PDF(Pubmed)
Abstract:
In this study, we investigated the role of the newly discovered lncRNA FLJ20021 in laryngeal cancer (LC) and its resistance to cisplatin treatment. We initially observed elevated lncRNA FLJ20021 levels in cisplatin-resistant LC cells (Hep-2/R). To explore its function, we transfected lncRNA FLJ20021 and cyclin-dependent kinase 1 (CDK1) into Hep-2/R cells, assessing their impact on cisplatin sensitivity and PANoptosis. Silencing lncRNA FLJ20021 effectively reduced cisplatin resistance and induced PANoptosis in Hep-2/R cells. Mechanistically, lncRNA FLJ20021 primarily localized in the nucleus and interacted with CDK1 mRNA, thereby enhancing its transcriptional stability. CDK1, in turn, promoted panapoptosis in a ZBP1-dependent manner, which helped overcome cisplatin resistance in Hep-2/R cells. This study suggests that targeting lncRNA FLJ20021 can be a promising approach to combat cisplatin resistance in laryngeal cancer by regulating CDK1 and promoting PANoptosis via the ZBP1 pathway. These findings open up possibilities for lncRNA-based therapies in the context of laryngeal cancer.
摘要:
在这项研究中,我们研究了新发现的lncRNAFLJ20021在喉癌(LC)中的作用及其对顺铂治疗的耐药性。

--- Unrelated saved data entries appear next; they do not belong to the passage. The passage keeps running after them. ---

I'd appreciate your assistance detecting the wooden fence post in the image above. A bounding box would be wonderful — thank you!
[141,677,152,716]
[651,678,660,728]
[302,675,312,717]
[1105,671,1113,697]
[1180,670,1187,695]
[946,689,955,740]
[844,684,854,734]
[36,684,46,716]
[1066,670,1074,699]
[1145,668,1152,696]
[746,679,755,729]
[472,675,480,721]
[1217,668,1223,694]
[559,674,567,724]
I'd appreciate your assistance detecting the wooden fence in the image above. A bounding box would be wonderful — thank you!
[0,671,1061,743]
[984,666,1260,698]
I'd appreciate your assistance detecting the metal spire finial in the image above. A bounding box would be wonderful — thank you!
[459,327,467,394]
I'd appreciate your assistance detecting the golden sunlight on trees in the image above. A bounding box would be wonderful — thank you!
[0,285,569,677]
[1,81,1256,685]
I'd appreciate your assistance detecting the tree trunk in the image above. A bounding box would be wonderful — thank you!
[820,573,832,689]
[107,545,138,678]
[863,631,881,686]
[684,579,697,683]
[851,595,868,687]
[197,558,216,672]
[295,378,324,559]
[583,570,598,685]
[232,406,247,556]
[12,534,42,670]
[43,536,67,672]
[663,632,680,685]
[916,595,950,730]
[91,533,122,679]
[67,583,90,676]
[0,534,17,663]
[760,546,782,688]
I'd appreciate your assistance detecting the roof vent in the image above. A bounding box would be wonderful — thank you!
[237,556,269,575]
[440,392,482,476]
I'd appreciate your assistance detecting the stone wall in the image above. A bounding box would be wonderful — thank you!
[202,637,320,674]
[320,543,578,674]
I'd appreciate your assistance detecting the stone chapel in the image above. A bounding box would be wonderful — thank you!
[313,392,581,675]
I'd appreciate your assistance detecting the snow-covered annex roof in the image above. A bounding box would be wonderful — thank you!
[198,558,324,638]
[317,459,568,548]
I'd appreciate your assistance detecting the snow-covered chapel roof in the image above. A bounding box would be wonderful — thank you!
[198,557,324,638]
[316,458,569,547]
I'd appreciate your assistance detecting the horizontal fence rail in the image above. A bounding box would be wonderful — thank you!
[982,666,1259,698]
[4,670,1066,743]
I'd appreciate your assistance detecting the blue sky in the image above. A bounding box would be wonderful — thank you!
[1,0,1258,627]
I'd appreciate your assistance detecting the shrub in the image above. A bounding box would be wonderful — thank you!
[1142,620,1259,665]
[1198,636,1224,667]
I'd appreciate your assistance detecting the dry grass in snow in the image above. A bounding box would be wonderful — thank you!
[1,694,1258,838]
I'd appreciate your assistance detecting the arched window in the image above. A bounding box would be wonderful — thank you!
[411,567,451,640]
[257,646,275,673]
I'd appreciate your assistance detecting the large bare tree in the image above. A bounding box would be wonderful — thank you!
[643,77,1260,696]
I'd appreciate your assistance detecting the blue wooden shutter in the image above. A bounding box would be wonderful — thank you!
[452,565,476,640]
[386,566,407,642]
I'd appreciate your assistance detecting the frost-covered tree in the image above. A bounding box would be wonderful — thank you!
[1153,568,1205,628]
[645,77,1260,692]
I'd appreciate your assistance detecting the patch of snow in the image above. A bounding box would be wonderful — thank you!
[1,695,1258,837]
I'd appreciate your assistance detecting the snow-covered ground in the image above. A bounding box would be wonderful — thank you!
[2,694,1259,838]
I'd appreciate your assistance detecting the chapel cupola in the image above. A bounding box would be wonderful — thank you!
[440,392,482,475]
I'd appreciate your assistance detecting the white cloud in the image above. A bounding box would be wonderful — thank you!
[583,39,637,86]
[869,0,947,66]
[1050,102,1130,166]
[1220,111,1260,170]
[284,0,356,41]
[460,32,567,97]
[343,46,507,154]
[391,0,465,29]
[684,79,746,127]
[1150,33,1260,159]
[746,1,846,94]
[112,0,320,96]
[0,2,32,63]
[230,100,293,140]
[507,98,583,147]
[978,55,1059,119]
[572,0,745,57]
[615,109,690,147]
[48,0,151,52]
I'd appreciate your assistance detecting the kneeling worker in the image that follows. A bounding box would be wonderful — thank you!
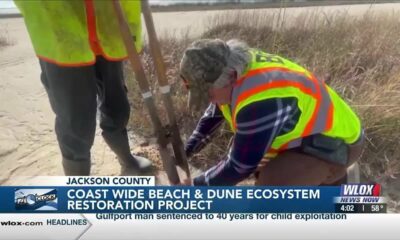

我们最初观察到在顺铂抗性LC细胞(Hep-2/R)中lncRNAFLJ20021水平升高。为了探索它的功能,我们将lncRNAFLJ20021和细胞周期蛋白依赖性激酶1(CDK1)转染到Hep-2/R细胞中,评估它们对顺铂敏感性和全景凋亡的影响。沉默lncRNAFLJ20021可有效降低Hep-2/R细胞中的顺铂耐药性并诱导PANoptosis。机械上,lncRNAFLJ20021主要位于细胞核中并与CDK1mRNA相互作用,从而增强其转录稳定性。CDK1,反过来,以ZBP1依赖性方式促进全细胞凋亡,这有助于克服Hep-2/R细胞的顺铂耐药性。这项研究表明,靶向lncRNAFLJ20021可以通过调节CDK1和通过ZBP1途径促进PANoptosis来对抗喉癌中的顺铂耐药性。这些发现为喉癌背景下基于lncRNA的治疗开辟了可能性。